= Frederick Clarkson =

American journalist

Frederick Clarkson is an American journalist and public speaker in the fields of politics and religion. He is the author of Eternal Hostility: The Struggle Between Theocracy and Democracy (1997, ISBN 1-56751-088-4); editor of Dispatches from the Religious Left: The Future of Faith and Politics in America (2008, ISBN 978-0-9788431-8-2); and co-author of Challenging the Christian Right: The Activist’s Handbook (1992) for which he and his co-author were named among the "Media Heroes of 1992" by the Institute for Alternative Journalism. They were described as "especially brave at taking on powerful institutions and persistent about getting stories out...journalists and activists who persevere in fighting censorship and protecting the First Amendment," and "understanding the Christian Right's recent strategy of stealth politics early on, and or doggedly tracking its activities across the U.S." He has also published articles with Salon.com, Ms. magazine, The Christian Science Monitor, The Public Eye, and other publications.

He is best known in recent years for breaking the story of, and his follow-up reporting on Project Blitz, a national Christian Right state legislative campaign, in the online magazine Religion Dispatches.

His notable interviews as a journalist have been with former U.S. Secretary of Labor Robert Reich in In These Times, comedy writer Jane Bussmann, Sudanese Anglican Bishop Andudu Adam Elnail, General Minister and President of the United Church of Christ John C. Dorhauer, and historian John Ragosta in Religion Dispatches.

His articles have been anthologized in such scholarly works as Encyclopedia of Millennialism and Millennial Movements, (Routledge, 2000); Harcourt Source Readings for American Government (Harcourt College Publishers, 2000); Eyes Right: Challenging the Right-wing Backlash (South End Press, 1995); Trumping Democracy in the United States: From Ronald Reagan to Alt-Right' (Routledge, 2019); and "Exposing the Right and Fighting for Democracy Celebrating Chip Berlet as Journalist and Scholar" (Routledge, 2021). He is the editor of A Moment to Decide: The Crisis in Mainstream Presbyterianism (Institute for Democracy Studies, 2000). His work is widely cited in books by others. The progressive journalist and Southern raconteur Joe Bageant, wrote in his book Deer Hunting with Jesus: Dispatches from America's Class War, “Fred Clarkson, a New England Yankee with a streak of liberty a mile wide, has been thinking and writing about this longer than anybody I know.”

He has often been cited by major media, including such major newspapers as The New York Times, The Washington Post, The Christian Science Monitor, Los Angeles Times and The Guardian. His radio appearances include NPR's Fresh Air, Morning Edition, All Things Considered, and Talk of the Nation, Democracy Now, and State of Belief.

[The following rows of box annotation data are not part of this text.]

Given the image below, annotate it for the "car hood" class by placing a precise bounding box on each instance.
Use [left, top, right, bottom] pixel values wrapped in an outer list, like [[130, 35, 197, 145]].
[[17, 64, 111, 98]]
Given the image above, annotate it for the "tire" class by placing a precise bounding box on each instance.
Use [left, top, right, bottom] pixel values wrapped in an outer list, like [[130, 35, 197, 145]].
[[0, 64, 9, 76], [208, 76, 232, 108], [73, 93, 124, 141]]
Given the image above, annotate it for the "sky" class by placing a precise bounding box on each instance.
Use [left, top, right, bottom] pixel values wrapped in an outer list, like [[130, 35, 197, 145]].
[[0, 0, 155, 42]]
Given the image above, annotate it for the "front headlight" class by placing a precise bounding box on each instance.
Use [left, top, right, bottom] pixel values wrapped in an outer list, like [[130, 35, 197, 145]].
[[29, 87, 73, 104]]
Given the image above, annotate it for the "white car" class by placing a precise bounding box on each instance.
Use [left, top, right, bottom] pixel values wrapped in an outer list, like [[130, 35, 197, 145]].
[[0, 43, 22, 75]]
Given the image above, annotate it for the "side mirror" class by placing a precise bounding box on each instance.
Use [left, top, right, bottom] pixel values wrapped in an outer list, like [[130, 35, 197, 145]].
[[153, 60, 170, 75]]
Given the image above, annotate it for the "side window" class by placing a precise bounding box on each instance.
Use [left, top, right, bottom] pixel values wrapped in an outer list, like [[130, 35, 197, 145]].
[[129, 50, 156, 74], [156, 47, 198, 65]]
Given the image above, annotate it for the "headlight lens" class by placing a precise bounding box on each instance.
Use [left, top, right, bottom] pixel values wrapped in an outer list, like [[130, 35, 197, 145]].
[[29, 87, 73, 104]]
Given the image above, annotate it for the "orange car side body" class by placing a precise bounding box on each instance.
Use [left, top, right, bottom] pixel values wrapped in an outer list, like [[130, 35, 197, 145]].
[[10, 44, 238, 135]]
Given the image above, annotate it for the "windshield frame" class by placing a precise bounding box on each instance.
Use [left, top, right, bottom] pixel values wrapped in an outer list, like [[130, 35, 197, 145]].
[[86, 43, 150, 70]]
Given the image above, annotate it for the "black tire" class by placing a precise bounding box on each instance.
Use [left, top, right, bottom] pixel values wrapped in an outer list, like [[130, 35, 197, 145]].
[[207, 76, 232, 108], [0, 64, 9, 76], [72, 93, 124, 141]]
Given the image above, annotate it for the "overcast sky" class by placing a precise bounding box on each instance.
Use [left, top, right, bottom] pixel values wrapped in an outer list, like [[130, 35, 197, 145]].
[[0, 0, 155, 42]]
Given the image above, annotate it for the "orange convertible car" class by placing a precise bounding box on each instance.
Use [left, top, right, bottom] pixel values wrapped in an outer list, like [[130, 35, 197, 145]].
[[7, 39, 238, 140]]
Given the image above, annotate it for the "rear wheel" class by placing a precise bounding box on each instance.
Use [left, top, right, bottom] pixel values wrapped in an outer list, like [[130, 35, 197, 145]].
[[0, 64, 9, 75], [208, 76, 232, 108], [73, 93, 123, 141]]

His television interviews include CNN, Fox News, ABC's 20/20, and the CBS Evening News; as well as the BBC and the CBC. He has been interviewed in a number of films including the short 2008 documentary Renewal or Ruin? The Institute on Religion and Democracy's Attack on the United Methodist Church by independent producer Steven D. Martin; and Lake of Fire, a 2007 documentary film about abortion by Hollywood film director Tony Kaye.

He was Senior Fellow for Religious Liberty at Political Research Associates in Somerville, Massachusetts, beginning in 2012 until he became a Senior Research Analyst in 2017. He was a columnist on religious liberty for LGBTQ Nation in 2014–2015. He is the author of a major report, When Exemption is the Rule: The Religious Freedom Strategy of the Christian Right, from Political Research Associates, 2016.

He is the co-founder of Talk to Action, a group blog which features critical reports about the Religious Right.